A residence of nearly three years, during which time I have traveled over a wide extent of those parts of the State which are most highly esteemed for agriculture and minerals, has, I claim, enabled me to arrive at a pretty accurate estimate of her character and capacities; and I have no hesitation in avowing it as my candid opinion (and I have not been a very inattentive observer) that, balancing resource against defect, and comparing territory with territory, California is the poorest State in the Union. She has little to recommend her except her fascinating metal, the acquisition of which, however, in its first or natural state, seems always to require a greater sacrifice of moral and physical wealth than a single exchange of it afterwards can possibly restore. I know it has been published to the world that this country possesses extraordinary agricultural abilities; but this is an assertion wholly gratuitous, and not susceptible of demonstration. Taken altogether, it is no such thing. Some of her valleys are, indeed, exceedingly fertile; but, when we compare their superficies with the area of the State, we find they are but as oases in a desert. I seriously believe that a fair and thorough trial will show that she has more than three times as much sterile land, in proportion to her territory, than any of her sister States. On an average, a square rood of Carolina earth contains as much fertilizing nutriment as an acre of California soil. Comparatively speaking, she has neither season nor soil.

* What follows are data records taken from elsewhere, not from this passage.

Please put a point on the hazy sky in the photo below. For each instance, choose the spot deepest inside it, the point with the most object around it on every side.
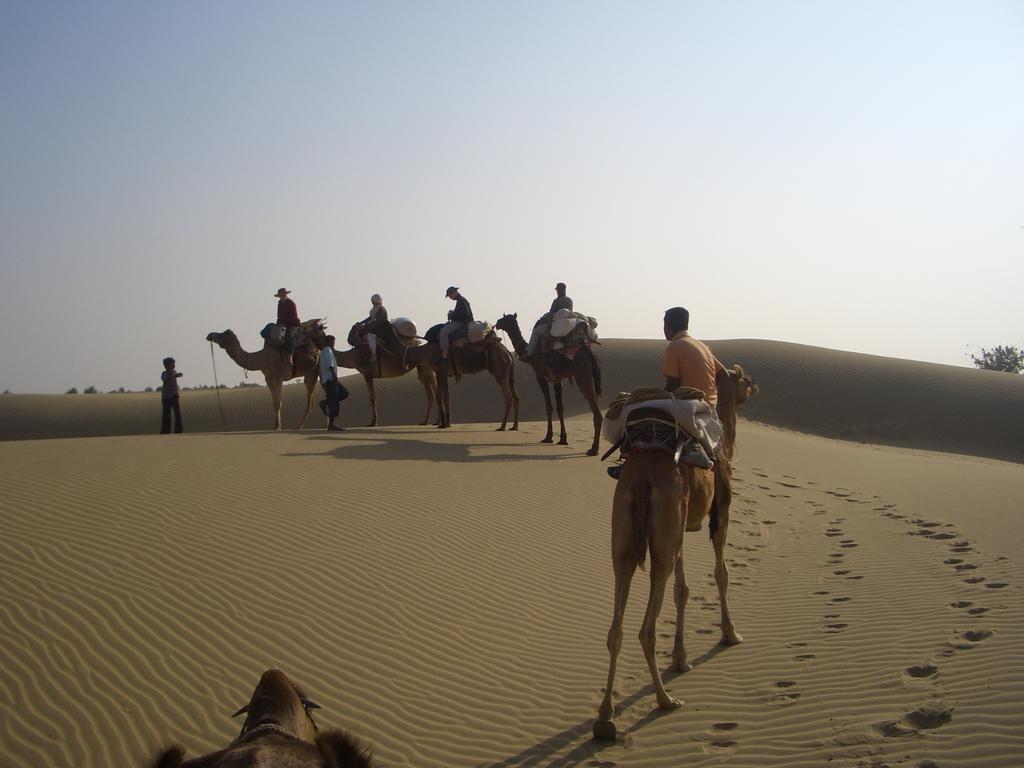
(843, 174)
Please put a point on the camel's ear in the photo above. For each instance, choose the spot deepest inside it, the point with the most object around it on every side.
(170, 758)
(341, 750)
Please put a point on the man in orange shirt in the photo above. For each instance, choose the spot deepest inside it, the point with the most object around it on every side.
(688, 361)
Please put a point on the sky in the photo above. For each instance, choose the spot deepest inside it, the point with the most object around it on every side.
(846, 175)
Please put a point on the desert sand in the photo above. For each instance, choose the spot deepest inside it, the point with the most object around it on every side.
(446, 595)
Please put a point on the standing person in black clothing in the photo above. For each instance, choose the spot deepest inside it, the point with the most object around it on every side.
(170, 398)
(334, 389)
(459, 317)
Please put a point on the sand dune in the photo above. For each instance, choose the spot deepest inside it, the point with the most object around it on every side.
(449, 601)
(818, 391)
(446, 595)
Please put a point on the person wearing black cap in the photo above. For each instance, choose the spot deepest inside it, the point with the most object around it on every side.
(543, 326)
(459, 317)
(288, 315)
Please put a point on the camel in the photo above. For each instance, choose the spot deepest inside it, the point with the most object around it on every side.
(653, 503)
(551, 368)
(272, 363)
(279, 730)
(494, 357)
(389, 364)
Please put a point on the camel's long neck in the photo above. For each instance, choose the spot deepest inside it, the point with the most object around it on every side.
(727, 414)
(515, 335)
(248, 360)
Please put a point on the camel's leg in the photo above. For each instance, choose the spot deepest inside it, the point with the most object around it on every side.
(563, 438)
(443, 403)
(274, 387)
(310, 381)
(682, 594)
(429, 383)
(502, 377)
(625, 565)
(546, 389)
(587, 388)
(515, 396)
(659, 573)
(372, 393)
(723, 500)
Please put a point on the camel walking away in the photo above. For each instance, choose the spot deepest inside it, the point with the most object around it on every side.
(272, 363)
(551, 369)
(390, 364)
(655, 501)
(464, 358)
(279, 730)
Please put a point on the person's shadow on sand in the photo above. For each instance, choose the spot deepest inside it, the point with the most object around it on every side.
(391, 449)
(587, 752)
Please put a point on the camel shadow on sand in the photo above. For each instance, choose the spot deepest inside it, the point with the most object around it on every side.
(373, 445)
(588, 752)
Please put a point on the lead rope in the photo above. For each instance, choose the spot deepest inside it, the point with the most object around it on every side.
(216, 384)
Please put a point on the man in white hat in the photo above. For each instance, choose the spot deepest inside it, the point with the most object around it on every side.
(288, 315)
(460, 316)
(378, 313)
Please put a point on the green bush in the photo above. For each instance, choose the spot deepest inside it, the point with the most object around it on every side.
(1008, 358)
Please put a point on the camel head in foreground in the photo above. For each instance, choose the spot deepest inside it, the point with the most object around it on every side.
(279, 732)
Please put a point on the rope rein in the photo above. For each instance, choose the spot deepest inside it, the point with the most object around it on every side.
(216, 384)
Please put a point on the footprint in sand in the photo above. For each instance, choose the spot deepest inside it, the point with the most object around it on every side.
(976, 636)
(922, 671)
(928, 717)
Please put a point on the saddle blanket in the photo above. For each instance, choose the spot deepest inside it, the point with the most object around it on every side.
(478, 331)
(564, 322)
(694, 417)
(403, 327)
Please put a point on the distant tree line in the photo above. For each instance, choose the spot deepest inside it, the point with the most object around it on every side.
(122, 390)
(1007, 358)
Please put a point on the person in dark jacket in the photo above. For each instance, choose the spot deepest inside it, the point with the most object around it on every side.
(288, 315)
(169, 397)
(459, 317)
(543, 326)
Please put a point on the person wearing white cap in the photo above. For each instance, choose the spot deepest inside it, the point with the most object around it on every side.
(460, 316)
(378, 313)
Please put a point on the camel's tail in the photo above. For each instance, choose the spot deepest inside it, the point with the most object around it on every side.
(595, 368)
(641, 512)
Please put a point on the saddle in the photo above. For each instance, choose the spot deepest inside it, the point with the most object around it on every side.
(273, 335)
(681, 423)
(477, 334)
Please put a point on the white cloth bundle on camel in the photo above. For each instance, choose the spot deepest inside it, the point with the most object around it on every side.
(695, 417)
(564, 322)
(404, 328)
(478, 331)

No rain falls between the first of April and the middle of November, in consequence of which the earth becomes so dry and hard that nothing will grow; and the small amount of grass, weeds, or other vegetation that may have shot up in the spring, is parched by the scorching sun until it is rendered as easy of ignition as prepared fuel. The valleys above mentioned are the only spots exempt from this curse. On the other hand, from the first of December to the last of March it rains, as a general thing, so copiously and incessantly, that all out-door avocations must be suspended; and as there is no mechanical or in-door labor, either of use or profit, to be performed, the people are subjected to the disagreeable and expensive task of idling away their time in hotels and restaurants, at the rate of from two to three dollars per day for board alone, other expenses being in the same ratio. More of the disadvantages of this unfortunate inconsistency of the seasons, and of the paucity of resources of employment here, will be noticed as we proceed. As for the valleys we have spoken of, they will afford a sufficient supply of breadstuffs to support sparse settlements, but the average or general surface of the country is incapable of sustaining a dense population.
If we inquire after the manufacturing and mechanical resources of the State, we will find that she has none whatever; in this respect she is as destitute as the aboriginal settlements of America. Nor can she establish, encourage or maintain these arts, for the reason that she would be under the necessity of importing, not only the machinery and raw materials, but also the fuel. She could not, therefore, compete with neighboring States, which have at least some of these indispensable requisites. Nor has she any advantages or facilities for either water or steam power. How, then, can she obtain a reputation for manufactures and mechanism, having neither the material to work, nor the force or means to work with? She has neither cotton nor flax, coal nor timber. She is rich in nothing, and poor in every thing. She has to import every thing she uses, but has nothing to export, except her gold, which, instead of being a blessing to her, is a curse. Even the ground she cultivates she has to inclose with imported fencing wire, not having timber suitable for railing or paling purposes. That which is esteemed her chief treasure, dependence and commodity, gold, seems to be the least subservient to her advancement and prosperity; for, comparatively speaking, she sends it all away, and retains none for home use or convenience; and thus it is that she has, in a measure, been a benefit to others, while she has blindly and foolishly impoverished herself. In this she has acted upon the principle of the cobbler, whose shoes are ever tattered, and of the blacksmith, whose horses always go unshod.